Die vorliegende Studie (RELEASE MSS1) untersuchte nun den Effekt von Nabiximols mittels Veränderungen des spastischen Muskeltonus (Modified Ashworth Scale Lower Limb Muscle Tone-6, MAS LLMT-6), um bisherige numerische Bewertungen durch die Patienten zu validieren. Nabiximols wurde in dieser multizentrischen, doppelblind Placebo-kontrollierten Studie der Phase 3 als ergänzende Therapie eingesetzt. Die Untersuchung erfolgte in zwei Phasen im Überkreuz-Design.

In der MAS LLMT-6-Untersuchung erfassten die Autoren den Muskeltonus von 6 Muskelgruppen (Kniebeuger und -strecker sowie Fußgelenk-Plantarflexion), die jeweils bilateral betrachtet wurden. Darüber hinaus ermittelte die Studie MAS LLMT-4-Scores, die Kniebeuger und -strecker untersuchen. Teilnehmende Patienten hatten eine MS-Diagnose und einen MAS-Score von mindestens 2 in mindestens zwei der 6 Muskelgruppen des LLMT-6, trotz Anti-Spastizitätsbehandlung mit einem oder mehr oralen Medikamenten (Baclofen, Tizanidin oder Dantrolen). Die Teilnehmer wurden zufällig einer Behandlungsreihenfolge zugeordnet und erhielten entsprechend erst Nabiximols oder erst Placebo, vor einem Wechsel zur jeweils anderen Behandlungsphase. Die Behandlung erfolgte mit einer Titrationsphase über 14 Tage gefolgt von einer Erhaltungsphase über 7 Tage, sowie einer Auswaschphase von mindestens 7 Tagen zwischen den beiden Behandlungsarten.

Doppelblind randomisierte Überkreuz-Studie der Phase 3 mit 68 MS-Patienten

Insgesamt schloss die Studie 68 Patienten ein, von denen 33 Patienten zuerst Nabiximols gefolgt vom Placebo erhielten, 35 Patienten erhielten erst das Placebo gefolgt von Nabiximols. Die durchschnittliche Veränderung der MAS LLMT-6-Scores ab Studienbeginn bis Tag 21 betrug -0,23 mit Nabiximols und -0,26 mit dem Placebo. Die mittlere Behandlungsdifferenz in den MAS LLMT-6-Scores zwischen Nabiximols und Placebo betrug 0,04 und war nicht statistisch signifikant. Auch Veränderungen in den MAS LLMT-4-Scores von Studienbeginn bis Tag 21 unterschieden sich nicht signifikant zwischen Nabiximols und dem Placebo.

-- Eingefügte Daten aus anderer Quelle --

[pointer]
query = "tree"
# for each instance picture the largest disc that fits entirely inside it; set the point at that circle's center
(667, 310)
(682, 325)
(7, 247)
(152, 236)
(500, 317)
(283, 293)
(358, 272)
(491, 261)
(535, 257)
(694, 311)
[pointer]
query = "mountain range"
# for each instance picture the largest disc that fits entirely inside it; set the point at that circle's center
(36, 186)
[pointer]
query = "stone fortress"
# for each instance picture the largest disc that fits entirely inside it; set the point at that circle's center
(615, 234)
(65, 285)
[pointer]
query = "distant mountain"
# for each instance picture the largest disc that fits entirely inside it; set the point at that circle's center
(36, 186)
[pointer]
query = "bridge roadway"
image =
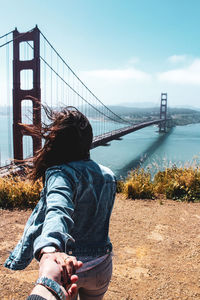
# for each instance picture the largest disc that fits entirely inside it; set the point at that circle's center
(107, 137)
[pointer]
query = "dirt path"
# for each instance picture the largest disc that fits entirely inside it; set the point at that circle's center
(156, 252)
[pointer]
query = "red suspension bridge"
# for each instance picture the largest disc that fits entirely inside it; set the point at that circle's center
(39, 72)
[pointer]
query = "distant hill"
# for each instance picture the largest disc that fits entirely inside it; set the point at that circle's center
(180, 116)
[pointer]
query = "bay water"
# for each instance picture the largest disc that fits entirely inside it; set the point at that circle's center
(145, 148)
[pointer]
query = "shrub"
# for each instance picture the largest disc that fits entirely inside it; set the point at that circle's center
(16, 192)
(138, 185)
(178, 183)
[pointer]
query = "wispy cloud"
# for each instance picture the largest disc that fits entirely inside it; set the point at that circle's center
(118, 74)
(189, 75)
(134, 60)
(177, 58)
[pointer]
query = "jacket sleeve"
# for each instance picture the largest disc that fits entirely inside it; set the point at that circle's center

Die Sicherheitsergebnisse entsprachen dem bisher bekannten Sicherheitsprofil von Nabiximols bei Patienten mit MS-assoziierter Spastizität.

Kein signifikanter Unterschied zwischen Nabiximols und Placebo

Die Autoren schreiben, dass die Wirksamkeit von Nabiximols bei Spastizität im Zusammenhang mit MS mittels patientenberichteter Maße etabliert ist. Jedoch konnte die vorliegende Studie keine Evidenz für Verbesserungen des Muskeltonus mit der ergänzenden Behandlung finden. Dies kann mit der Zahl der Teilnehmer und der Komplexität spastischer Symptome und Schweregrade zusammenhängen. Weitere Studien werden diese Diskrepanz evaluieren müssen.